ARFF file extension to csv binary executable

575 views Asked by At

Thanks in advance for the help.

I'm looking for a binary executable to convert an .arff into a .csv in a bash script. Ideally something that I could run along the lines of

#! /bin/sh
... some stuff....
converstionFunc input.arff output.csv
... some more stuff ...

Looking into writing this myself I found that weka provides a library that I could utilize that would allow me to do this. However, as much as I looked for it, I could not find it. I have weka installed on my mac and after looking around for the library I still was unable to find it.

Does anyone know where I may find such an executable, or able to point me where I could get a hold of the weka java library that would let me write it myself?

2

There are 2 answers

1
knb On BEST ANSWER

Clone this github repository. It contains an arff2csv tool in the "tools" subdirectory.

arff2csv is designed to run in pipes of unix commandline tools.

https://github.com/jeroenjanssens/data-science-at-the-command-line

arff2csv is a one-line shell-script that calls another shell script that calls weka.jar,

so it needs java installed on your machine; and note that arff2csv needs Weka version 3.6. (According to my experiments the newer v3.7 does not work.)
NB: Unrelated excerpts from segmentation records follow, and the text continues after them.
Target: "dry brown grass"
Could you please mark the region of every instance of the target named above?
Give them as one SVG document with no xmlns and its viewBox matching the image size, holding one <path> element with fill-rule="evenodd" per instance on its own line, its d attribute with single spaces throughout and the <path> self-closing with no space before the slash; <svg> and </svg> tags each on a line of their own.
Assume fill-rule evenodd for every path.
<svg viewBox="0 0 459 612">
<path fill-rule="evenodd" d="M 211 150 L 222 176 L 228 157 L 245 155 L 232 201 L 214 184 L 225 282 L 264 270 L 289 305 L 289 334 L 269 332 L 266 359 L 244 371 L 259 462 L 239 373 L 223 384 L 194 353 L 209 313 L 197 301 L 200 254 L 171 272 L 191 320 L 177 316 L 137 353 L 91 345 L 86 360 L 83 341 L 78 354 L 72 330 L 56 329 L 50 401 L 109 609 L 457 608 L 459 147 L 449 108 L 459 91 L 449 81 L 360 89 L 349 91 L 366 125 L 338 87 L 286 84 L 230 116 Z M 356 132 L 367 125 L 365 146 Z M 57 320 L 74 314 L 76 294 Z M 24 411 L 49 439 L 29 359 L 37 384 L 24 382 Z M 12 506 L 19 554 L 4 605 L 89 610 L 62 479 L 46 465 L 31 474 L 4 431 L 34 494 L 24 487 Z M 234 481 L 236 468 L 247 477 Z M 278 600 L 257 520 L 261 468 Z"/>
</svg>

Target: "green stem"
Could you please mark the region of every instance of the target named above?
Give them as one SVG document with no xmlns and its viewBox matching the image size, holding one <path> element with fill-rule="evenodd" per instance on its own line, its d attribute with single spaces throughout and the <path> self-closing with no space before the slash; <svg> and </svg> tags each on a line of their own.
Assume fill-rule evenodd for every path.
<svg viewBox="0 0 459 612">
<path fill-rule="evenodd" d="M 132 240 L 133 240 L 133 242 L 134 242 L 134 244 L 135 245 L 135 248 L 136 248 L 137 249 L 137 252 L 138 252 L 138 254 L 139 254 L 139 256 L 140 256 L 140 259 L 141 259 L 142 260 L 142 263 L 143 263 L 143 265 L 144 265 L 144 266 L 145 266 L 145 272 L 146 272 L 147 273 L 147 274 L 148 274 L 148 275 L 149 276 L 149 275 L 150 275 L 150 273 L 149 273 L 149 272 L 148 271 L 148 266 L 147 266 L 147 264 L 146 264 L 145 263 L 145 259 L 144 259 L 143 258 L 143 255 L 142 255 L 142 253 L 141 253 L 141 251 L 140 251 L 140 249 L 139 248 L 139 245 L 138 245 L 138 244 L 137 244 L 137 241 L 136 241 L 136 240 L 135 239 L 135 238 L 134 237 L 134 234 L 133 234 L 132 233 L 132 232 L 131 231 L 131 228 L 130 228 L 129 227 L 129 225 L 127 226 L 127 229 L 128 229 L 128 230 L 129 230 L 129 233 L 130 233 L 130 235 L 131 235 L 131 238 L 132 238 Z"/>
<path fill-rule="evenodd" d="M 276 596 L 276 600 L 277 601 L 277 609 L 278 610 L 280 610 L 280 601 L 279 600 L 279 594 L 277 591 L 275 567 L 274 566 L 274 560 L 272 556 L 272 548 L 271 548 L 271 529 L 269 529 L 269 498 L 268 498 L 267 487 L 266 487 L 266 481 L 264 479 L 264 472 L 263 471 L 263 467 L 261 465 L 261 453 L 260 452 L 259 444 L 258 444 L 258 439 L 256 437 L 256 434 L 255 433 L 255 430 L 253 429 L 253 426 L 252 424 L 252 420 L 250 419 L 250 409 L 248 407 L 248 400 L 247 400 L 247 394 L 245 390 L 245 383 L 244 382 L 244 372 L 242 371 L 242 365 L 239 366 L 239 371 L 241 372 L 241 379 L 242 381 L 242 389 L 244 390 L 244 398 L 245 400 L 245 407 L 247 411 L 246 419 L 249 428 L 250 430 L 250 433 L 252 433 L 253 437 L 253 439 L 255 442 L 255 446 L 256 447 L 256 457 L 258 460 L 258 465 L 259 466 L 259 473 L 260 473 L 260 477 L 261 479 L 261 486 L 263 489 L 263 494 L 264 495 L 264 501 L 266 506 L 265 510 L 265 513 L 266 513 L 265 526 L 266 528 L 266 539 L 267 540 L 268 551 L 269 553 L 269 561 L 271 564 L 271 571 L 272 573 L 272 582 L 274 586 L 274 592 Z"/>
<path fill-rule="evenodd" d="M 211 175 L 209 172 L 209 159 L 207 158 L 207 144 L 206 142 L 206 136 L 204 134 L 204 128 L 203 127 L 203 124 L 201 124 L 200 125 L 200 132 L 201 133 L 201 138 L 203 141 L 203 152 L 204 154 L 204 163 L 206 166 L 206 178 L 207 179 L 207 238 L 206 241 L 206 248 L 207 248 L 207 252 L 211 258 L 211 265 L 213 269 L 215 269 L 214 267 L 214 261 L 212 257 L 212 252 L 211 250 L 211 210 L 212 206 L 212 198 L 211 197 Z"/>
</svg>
The script wants this environment variable set:

export WEKAPATH=/path/to/wekajar-dirname

and then you can do

cat /opt/smallapps/weka-stable/data/breast-cancer.arff | arff2csv > breast-cancer.arff.csv

Large arffs need some time to get processed.

You can read J.Janssen's book (see repo-README) for a bit more info.

0
reynoldsnlp On

Try an web search for arff2csv. It looks like there are lots of utilities out there.